Keywords

1 Introduction

Data assimilation in a broad sense can be considered as the inference of a hidden state, based on several sources of information. When considering data assimilation in the context of oceanography, these schemes exploit, in addition to some given observations, a dynamical model to perform simulations from given ocean states [1]. Unfortunately, realistic analytic parameterizations of the dynamical model, in the context of sea surface variables reconstruction, lead to computationally demanding representations [2]. Furthermore, when associated to a small subset of observations (as encountered for instance when assimilating sea surface variables with a global ocean model), these realistic models may result in modeling and inversion uncertainties. On the other hand, the analytic derivation of computationally-efficient, low-order models involves theoretical assumptions, which may not be fulfilled by real observations. These limitations motivated the exploration of interpolation techniques that do not require an explicit dynamical representation. Among other methods, Optimal Interpolation (OI) became the state-of-the-art framework [3, 4]. This technique does not need an explicit formulation of the dynamical model and rather relies on the modelization of the covariance of the spatio-temporal fields.
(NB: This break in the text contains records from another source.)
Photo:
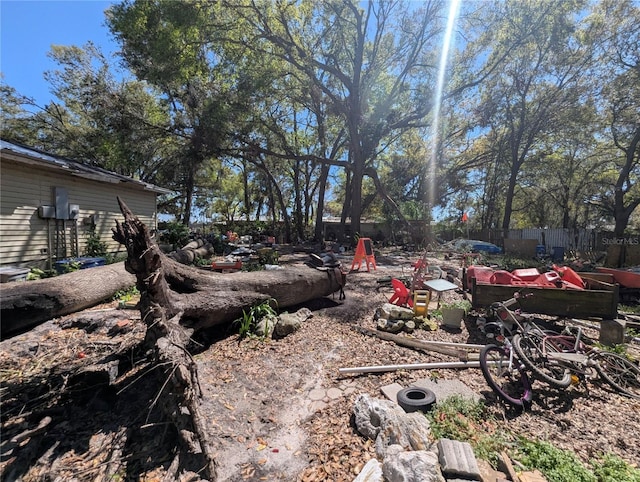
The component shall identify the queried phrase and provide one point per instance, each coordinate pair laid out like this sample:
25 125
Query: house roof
27 155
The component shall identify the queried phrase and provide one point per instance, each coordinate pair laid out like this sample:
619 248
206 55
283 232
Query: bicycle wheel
620 373
505 378
531 348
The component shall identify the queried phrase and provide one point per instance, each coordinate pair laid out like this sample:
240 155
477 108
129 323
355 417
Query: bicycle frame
572 353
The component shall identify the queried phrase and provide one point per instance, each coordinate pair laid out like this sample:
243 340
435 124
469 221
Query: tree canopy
291 110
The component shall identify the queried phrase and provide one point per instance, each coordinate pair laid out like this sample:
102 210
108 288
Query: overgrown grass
462 419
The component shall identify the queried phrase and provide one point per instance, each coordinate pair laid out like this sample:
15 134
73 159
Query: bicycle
501 368
563 359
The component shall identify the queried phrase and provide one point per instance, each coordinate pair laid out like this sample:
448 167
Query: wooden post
364 252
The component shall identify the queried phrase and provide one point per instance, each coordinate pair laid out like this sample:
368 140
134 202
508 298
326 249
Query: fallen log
415 344
26 304
177 300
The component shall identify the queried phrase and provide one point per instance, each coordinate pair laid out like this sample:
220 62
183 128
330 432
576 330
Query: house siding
24 236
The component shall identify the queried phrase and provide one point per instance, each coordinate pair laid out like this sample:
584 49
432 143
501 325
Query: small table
440 286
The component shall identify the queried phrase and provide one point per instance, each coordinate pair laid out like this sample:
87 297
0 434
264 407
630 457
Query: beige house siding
26 239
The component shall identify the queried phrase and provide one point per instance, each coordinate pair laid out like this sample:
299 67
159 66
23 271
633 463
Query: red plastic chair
401 295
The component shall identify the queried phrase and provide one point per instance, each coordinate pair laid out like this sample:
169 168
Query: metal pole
415 366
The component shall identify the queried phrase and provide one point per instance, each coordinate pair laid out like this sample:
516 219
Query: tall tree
538 80
162 44
615 30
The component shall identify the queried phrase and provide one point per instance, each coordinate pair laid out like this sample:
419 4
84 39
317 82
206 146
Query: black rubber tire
529 349
416 398
509 383
620 373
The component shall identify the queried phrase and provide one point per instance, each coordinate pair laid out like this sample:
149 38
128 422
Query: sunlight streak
435 126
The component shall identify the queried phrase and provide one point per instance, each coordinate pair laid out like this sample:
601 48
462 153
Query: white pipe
415 366
450 343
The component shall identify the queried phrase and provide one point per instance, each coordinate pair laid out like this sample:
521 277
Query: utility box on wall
47 212
74 210
62 202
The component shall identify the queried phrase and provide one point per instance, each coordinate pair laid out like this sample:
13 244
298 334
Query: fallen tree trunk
415 344
175 301
26 304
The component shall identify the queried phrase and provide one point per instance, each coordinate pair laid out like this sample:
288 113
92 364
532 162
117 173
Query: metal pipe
414 366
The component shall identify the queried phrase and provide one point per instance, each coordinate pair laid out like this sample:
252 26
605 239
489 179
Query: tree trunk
176 301
25 305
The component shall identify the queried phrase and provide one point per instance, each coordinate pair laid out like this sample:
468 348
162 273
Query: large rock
389 311
291 322
371 472
414 466
388 424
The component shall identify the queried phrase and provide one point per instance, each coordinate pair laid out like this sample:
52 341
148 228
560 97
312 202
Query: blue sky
29 28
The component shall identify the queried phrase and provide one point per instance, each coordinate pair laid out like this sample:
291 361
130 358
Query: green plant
267 256
176 234
466 420
611 468
555 464
37 273
126 295
247 324
72 266
464 305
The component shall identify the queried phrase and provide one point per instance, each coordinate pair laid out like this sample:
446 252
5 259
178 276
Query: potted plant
453 312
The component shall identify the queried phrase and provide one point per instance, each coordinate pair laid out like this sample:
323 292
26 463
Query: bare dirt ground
277 410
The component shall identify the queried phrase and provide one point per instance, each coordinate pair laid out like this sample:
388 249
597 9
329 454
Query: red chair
401 294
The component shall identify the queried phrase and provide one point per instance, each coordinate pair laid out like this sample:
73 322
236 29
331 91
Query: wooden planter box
599 300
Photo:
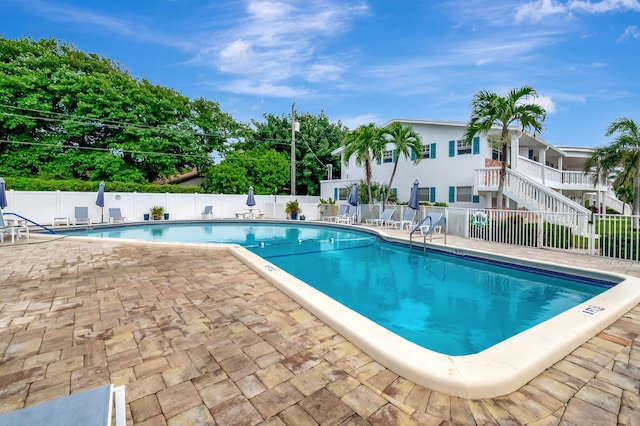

Despite the success of OI, this technique tends to smooth the fine scale structures which motivates the development of new spatio-temporal interpolation schemes, mainly based on machine learning representations [5,6,7,8,9,10].

From the perspective of the machine learning community, state-of-the-art reconstruction techniques are usually formulated as inverse problems, where one searches to maximize the reconstruction performance of an inversion model, given the observed field as an input. Several methods were developed for this purpose in the fields of signal denoising [11, 12] and image inpainting [13] where the inversion model typically relies on a deep learning architecture. This end-to-end learning strategy, differs from classical inversion techniques used in geosciences, where the state-space representations (specifically the dynamical models) and the inversion schemes are a priori unrelated. The recent exploration of machine learning representations in the context of sea surface fields reconstruction was inspired by the latter methodological viewpoint, where a data-driven dynamical model is optimized based on the minimization of a forecasting cost. This data-driven prior is then plugged into a data assimilation framework to perform reconstruction based on classical (Kalman based, variational formulations) inversion schemes [7, 14, 8].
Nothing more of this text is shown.